| Dakwaan |
-------- Bahwa ia Terdakwa AGUS KURNIAWAN bersama saksi Marsunu (dalam berkas perkara terpisah) pada hari Senin 9 Maret 2026 dan pada hari Jumat 13 maret 2026, serta bersama saksi Desiana Rosita (dalam berkas perkara terpisah) pada hari Minggu tanggal 5 April 2026, atau pada waktu tertentu dalam bulan Maret sampai dengan bulan April 2026 atau setidaknya dalam suatu waktu dalam tahun 2026 bertempat di depan TK Muslimat Tumapel Pagentan Kecamatan Singosari, Kabupaten Malang, di pinggir jalan raya Singosari Pagentan, Kecamatan Singosari, Kabupaten Malang, dan di Dusun Krajan, Desa Dengkol, Kecamatan Singosari, Kabupaten Malang, atau pada tempat lain yang masih termasuk dalam daerah hukum Pengadilan Negeri Kepanjen, telah mengambil suatu barang yang sebagian atau seluruhnya milik orang lain dengan maksud untuk dimiliki secara melawan hukum, dengan cara merusak, membongkar, memotong, memecah, memanjat, memakai anak kunci palsu, menggunakan perintah palsu, atau memakai jabatan palsu, untuk masuk ke tempat melakukan tindak pidana atau sampai pada barang yang di ambil, secara bersama-sama dan bersekutu, perbarengan beberapa tindak pidana yang harus dipandang sebagai tindak pidana yang berdiri sendiri, yang dilakukan dengan cara sebagai berikut : -------------
- Berawal pada hari Senin 9 Maret 2026 sekira pukul 06.30 WIB, terdakwa bertemu dengan saksi Marsunu di lapangan tumapel.

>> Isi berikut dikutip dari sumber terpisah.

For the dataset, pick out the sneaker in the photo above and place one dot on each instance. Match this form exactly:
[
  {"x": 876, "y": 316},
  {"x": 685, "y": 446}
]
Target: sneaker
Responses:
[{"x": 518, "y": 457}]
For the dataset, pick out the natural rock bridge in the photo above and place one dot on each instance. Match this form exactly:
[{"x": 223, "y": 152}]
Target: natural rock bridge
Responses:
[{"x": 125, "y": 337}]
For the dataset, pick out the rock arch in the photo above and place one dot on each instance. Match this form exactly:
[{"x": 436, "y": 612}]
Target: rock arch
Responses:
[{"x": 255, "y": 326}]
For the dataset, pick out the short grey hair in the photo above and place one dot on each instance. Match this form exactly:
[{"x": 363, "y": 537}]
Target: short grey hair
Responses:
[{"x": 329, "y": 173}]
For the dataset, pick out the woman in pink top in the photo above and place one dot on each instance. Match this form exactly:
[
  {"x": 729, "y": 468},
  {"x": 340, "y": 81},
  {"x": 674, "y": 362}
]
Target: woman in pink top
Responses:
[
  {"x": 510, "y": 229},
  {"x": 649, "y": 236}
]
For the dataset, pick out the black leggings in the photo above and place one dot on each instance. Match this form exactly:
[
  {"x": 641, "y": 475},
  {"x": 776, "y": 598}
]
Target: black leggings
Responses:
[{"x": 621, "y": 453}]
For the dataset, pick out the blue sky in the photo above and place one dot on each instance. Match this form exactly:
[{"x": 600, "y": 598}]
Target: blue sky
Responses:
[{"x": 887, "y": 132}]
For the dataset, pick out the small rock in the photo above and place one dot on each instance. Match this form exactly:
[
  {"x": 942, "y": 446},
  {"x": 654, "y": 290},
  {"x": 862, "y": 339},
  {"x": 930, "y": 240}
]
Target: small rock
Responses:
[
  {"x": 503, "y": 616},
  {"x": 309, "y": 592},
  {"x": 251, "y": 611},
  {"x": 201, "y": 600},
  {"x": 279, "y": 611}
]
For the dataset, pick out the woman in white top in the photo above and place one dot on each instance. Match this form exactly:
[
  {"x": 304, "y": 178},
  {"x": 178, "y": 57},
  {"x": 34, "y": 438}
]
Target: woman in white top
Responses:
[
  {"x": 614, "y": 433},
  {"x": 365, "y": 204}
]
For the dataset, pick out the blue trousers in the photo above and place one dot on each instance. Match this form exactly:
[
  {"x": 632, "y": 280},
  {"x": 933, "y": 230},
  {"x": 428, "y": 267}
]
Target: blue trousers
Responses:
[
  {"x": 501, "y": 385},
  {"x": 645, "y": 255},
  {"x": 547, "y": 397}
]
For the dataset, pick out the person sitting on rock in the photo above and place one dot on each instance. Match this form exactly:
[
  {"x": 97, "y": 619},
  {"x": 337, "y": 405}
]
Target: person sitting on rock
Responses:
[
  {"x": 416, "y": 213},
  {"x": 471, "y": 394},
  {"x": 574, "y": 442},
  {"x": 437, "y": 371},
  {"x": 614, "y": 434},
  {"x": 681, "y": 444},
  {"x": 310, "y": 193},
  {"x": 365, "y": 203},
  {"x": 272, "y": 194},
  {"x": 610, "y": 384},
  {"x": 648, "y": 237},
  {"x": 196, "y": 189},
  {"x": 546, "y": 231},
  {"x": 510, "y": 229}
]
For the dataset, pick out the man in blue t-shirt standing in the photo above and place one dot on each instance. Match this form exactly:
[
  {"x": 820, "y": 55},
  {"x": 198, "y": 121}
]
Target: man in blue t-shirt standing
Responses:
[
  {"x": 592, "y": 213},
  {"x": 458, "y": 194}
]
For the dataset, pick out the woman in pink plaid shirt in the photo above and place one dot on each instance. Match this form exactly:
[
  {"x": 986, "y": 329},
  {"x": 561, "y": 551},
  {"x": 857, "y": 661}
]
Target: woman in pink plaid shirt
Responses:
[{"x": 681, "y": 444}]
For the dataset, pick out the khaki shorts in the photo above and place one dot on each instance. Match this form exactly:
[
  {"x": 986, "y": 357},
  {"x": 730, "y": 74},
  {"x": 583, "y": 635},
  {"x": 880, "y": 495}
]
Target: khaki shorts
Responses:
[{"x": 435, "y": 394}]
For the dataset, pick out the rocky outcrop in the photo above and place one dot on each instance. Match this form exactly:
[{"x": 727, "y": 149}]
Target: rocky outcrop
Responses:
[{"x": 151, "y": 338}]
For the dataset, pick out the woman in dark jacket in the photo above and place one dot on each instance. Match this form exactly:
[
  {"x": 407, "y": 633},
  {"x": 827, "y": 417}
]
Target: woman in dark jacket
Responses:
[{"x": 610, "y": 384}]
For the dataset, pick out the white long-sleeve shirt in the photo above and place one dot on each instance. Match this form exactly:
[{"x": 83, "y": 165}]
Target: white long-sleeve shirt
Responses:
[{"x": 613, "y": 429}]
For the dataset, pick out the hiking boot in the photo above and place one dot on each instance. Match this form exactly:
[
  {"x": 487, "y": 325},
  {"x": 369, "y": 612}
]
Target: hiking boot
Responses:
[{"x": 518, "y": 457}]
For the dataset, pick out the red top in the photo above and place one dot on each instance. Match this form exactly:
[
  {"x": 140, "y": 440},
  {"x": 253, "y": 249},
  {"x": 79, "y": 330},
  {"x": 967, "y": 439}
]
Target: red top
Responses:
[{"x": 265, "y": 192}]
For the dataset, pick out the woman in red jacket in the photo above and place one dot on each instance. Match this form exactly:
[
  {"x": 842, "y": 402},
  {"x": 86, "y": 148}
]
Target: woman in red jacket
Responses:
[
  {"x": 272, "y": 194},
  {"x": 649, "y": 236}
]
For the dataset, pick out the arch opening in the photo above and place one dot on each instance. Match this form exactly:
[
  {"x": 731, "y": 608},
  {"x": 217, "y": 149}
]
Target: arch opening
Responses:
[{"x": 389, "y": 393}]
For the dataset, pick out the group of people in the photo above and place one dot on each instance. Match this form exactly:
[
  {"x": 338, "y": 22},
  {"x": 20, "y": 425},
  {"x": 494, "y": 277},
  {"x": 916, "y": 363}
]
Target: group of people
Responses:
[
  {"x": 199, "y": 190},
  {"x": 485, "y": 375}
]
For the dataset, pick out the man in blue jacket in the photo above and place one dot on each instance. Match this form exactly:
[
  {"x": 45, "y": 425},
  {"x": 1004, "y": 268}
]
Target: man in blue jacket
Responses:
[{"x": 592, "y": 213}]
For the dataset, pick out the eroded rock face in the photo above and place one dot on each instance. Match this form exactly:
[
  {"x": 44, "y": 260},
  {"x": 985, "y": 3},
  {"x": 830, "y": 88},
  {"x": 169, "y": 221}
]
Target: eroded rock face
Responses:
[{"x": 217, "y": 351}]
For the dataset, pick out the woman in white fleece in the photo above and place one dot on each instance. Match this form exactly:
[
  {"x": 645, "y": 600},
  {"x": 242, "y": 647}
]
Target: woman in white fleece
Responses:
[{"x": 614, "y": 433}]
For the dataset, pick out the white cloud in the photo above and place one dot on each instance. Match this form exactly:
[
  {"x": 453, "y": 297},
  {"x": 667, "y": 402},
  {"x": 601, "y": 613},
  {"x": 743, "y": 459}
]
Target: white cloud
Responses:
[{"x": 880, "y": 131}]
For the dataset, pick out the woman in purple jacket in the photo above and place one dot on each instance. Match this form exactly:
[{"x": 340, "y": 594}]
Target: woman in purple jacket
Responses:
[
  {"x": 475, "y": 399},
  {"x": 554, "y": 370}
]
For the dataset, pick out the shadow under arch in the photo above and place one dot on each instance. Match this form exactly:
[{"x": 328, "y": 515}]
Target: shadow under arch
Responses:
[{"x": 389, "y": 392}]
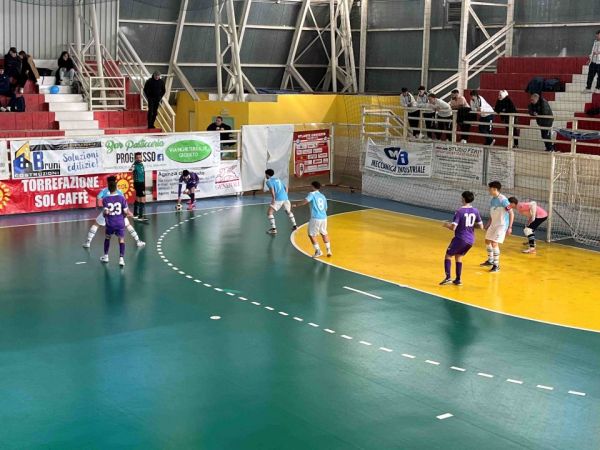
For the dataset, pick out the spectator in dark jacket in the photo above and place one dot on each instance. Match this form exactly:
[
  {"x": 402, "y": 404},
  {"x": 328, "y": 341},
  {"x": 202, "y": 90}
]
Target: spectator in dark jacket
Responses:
[
  {"x": 12, "y": 64},
  {"x": 505, "y": 105},
  {"x": 154, "y": 90},
  {"x": 66, "y": 69},
  {"x": 538, "y": 106}
]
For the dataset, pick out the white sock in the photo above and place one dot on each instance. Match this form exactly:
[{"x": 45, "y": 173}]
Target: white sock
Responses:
[
  {"x": 490, "y": 251},
  {"x": 92, "y": 233},
  {"x": 133, "y": 233},
  {"x": 496, "y": 256},
  {"x": 292, "y": 218}
]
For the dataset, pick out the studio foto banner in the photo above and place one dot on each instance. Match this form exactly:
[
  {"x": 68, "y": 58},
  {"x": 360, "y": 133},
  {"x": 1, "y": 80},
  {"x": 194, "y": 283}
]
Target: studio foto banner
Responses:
[
  {"x": 214, "y": 181},
  {"x": 4, "y": 167},
  {"x": 63, "y": 157},
  {"x": 311, "y": 153},
  {"x": 400, "y": 159},
  {"x": 54, "y": 193}
]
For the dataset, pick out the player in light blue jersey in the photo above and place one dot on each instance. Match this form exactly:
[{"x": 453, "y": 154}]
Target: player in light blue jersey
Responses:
[
  {"x": 498, "y": 226},
  {"x": 318, "y": 218},
  {"x": 101, "y": 220},
  {"x": 279, "y": 198}
]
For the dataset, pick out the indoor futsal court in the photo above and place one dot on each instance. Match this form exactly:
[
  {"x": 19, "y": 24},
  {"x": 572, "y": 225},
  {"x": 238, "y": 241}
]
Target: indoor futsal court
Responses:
[{"x": 217, "y": 335}]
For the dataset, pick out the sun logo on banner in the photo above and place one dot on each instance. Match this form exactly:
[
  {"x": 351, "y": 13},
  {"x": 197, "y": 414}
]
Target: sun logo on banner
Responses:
[
  {"x": 4, "y": 196},
  {"x": 125, "y": 184}
]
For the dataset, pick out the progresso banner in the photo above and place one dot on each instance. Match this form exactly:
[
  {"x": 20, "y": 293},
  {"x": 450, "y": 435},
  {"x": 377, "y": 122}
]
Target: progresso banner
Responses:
[
  {"x": 37, "y": 158},
  {"x": 400, "y": 159}
]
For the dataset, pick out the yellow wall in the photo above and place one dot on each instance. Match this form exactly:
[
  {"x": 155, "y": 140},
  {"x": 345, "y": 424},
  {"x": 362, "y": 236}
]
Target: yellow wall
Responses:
[{"x": 293, "y": 109}]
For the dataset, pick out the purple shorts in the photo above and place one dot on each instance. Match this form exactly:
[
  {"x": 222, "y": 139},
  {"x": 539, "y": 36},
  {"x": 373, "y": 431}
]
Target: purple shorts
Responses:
[
  {"x": 458, "y": 247},
  {"x": 117, "y": 231}
]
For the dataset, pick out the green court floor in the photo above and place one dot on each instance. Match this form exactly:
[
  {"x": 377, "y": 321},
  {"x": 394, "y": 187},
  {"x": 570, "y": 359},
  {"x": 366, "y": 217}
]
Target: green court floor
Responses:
[{"x": 96, "y": 357}]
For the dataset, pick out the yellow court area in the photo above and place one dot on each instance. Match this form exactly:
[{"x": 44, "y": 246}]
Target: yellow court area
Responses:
[{"x": 559, "y": 285}]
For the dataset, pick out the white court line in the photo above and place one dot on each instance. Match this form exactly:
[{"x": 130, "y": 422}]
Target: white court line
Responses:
[{"x": 362, "y": 292}]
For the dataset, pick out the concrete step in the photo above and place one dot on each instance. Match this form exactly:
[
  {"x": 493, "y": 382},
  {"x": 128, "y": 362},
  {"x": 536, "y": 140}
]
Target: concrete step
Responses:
[
  {"x": 63, "y": 98},
  {"x": 84, "y": 132},
  {"x": 45, "y": 89},
  {"x": 78, "y": 125},
  {"x": 68, "y": 107},
  {"x": 74, "y": 115}
]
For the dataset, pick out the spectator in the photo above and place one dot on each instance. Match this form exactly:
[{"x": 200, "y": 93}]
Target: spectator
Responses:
[
  {"x": 423, "y": 105},
  {"x": 5, "y": 89},
  {"x": 219, "y": 125},
  {"x": 409, "y": 103},
  {"x": 463, "y": 113},
  {"x": 538, "y": 106},
  {"x": 154, "y": 90},
  {"x": 505, "y": 105},
  {"x": 486, "y": 114},
  {"x": 66, "y": 69},
  {"x": 443, "y": 114},
  {"x": 594, "y": 66}
]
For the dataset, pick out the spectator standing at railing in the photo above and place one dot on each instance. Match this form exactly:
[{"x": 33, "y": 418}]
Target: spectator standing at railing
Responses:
[
  {"x": 443, "y": 114},
  {"x": 423, "y": 106},
  {"x": 486, "y": 115},
  {"x": 538, "y": 106},
  {"x": 463, "y": 112},
  {"x": 594, "y": 66},
  {"x": 154, "y": 90},
  {"x": 66, "y": 69},
  {"x": 408, "y": 102},
  {"x": 505, "y": 105}
]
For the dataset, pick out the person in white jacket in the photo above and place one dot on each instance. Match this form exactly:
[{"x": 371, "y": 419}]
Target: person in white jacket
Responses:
[
  {"x": 594, "y": 66},
  {"x": 486, "y": 115}
]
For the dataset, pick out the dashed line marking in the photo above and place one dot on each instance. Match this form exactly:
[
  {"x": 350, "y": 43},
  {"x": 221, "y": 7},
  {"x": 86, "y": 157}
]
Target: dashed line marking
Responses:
[{"x": 358, "y": 291}]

Kemudian setelah terdakwa bertemu dengan Saksi Marsunu di tenda depan lapangan tumapel, terdakwa berkata ke saksi Marsunu “nunggu dulu pak belum ada yang datang” kemudian saksi Marsunu menjawab “iya wes”, setelah itu sekira pukul 07.30 WIB banyak wali murid siswa TK Muslimat berdatangan. Melihat hal tersebut, terdakwa bersama saksi Marsunu menyebrang jalan menuju ke depan TK Muslimat dengan menggunakan sepeda motor Honda Revo Nopol N 2458 EBL milik saksi Marsunu kemudian saksi Marsunu langsung mencari sasaran dan mendapati 1 (satu) unit sepeda motor Merk Honda beat Nopol : N 2635 LS, warna Orange Biru, Type : NC11BF1D A/T, Th 2013, Noka : MH1JFD227DK223732, Nosin : JFD2E2218611 milik saksi Lisna Indriyani, yang diparkir di pinggir jalan depan TK Muslimat, kemudian terdakwa berperan menutupi penjual cilok agar tidak terlihat oleh penjual tersebut sedangkan saksi Marsunu langsung merusak kunci kontak kendaraan tersebut dengan menggunakan kunci letter T yang sudah dipersiapkan, setelah berhasil menghidupkan mesin sepeda motor tersebut, terdakwa membawa kabur menuju Purwosari, Kabupaten Pasuruan untuk dijual ke saksi Salim (dalam berkas perkara terpisah), sedangkan saksi Marsunu mengikuti terdakwa dengan menggunakan sepeda motor Honda Revo miliknya, setelah sampai di Purwosari terdakwa dan saksi Marsunu langsung menuju rumah saksi Salim di daerah Purwosari, Kabupaten Pasuruan dengan maksud menjual sepeda motor hasil kejahatan tersebut. Sepeda motor tersebut terjual dengan harga Rp2.500.000 (dua juta lima ratus ribu rupiah), kemudian hasilnya dibagi dua, masing-masing mendapat Rp1.200.000 (satu juta dua ratus ribu rupiah) sisa Rp100.000,- (seratus ribu rupiah) digunakan untuk makan, bensin, dll.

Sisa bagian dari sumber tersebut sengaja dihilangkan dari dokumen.